That's about as smart as the Sunny Side up or whatever it's called going in next door to the other 500 breakfast places around 19th

Old Chicago would have done much better....Probably be in there within a year anyway when Poblano realizes they made a stupid move

----------


## kbsooner

> AAAAAAAAIIIIIEEEEEEE
> 
> not another Mexican RESTAURANT


^^^ This ^^^

----------


## hagrid

> AAAAAAAAIIIIIEEEEEEE
> 
> not another Mexican RESTAURANT


LOL.  SoonerDave, you crack me up.  Now, I am waiting for someone to say, "there are no REAL mexican restaurants in OKC, only tex-mex."  

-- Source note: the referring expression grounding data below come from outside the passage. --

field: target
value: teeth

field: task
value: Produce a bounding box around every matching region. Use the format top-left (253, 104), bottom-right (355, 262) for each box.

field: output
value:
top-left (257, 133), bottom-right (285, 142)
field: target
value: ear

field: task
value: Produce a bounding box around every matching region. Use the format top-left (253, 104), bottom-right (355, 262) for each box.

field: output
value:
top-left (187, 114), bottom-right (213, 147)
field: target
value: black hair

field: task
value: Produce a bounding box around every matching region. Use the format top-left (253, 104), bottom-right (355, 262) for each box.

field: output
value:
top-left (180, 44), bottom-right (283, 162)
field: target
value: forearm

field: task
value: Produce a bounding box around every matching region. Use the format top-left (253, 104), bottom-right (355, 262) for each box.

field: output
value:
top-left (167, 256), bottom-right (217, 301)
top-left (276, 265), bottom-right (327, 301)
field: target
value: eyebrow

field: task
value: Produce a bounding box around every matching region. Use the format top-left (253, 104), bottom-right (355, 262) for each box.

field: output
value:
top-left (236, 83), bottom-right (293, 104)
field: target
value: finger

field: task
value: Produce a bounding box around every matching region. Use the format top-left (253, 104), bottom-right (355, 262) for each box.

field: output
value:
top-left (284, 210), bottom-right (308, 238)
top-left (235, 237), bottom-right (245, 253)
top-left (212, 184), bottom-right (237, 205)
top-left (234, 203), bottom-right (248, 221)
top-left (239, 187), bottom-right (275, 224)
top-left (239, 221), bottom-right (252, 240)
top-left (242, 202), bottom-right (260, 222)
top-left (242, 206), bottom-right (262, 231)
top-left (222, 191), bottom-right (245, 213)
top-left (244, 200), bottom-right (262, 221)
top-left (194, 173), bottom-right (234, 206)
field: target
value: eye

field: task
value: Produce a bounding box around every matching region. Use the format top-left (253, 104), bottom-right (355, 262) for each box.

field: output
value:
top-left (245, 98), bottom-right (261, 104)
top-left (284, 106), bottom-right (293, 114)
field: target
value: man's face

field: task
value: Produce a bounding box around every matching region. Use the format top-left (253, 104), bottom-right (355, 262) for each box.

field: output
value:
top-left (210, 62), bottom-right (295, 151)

I had a typo and called it tex-mess.

----------


## craigbanks

I drove by there today and noticed a sign out front that said it would be a Poblano Grill which is mexican. When we lived in Edmond we used to frequent the Polano's there and the food was excellent. So I think this will be a nice addition to Moore. Matter of fact we would still drive all the way to Edmond to eat there, so it will save alot on gas yeah!

----------


## craigbanks

Sorry Wichita Sooner i see you already posted that info, my bad. But I might add they are much better than Alfredo's and Ricky's they have some papa tejanos and sophipias with a sugary icing that are to die for.

----------


## TheTravellers

The one on May/NW 56th-ish has been closed for a long time, but now there are dumpsters and a small front-loader and other pieces of heavy equipment there, didn't see a sign, but something must be happening...

----------


## SoonerQueen

> The one on May/NW 56th-ish has been closed for a long time, but now there are dumpsters and a small front-loader and other pieces of heavy equipment there, didn't see a sign, but something must be happening...


Russell Stovers is at the Outlet Mall now.

----------


## TheTravellers

> Russell Stovers is at the Outlet Mall now.


I'm just wondering what's going in at their old location on N May.  Didn't realize this thread was in the Moore sub-forum, mods may want to start a new one in the general retail forum for the N May location.

----------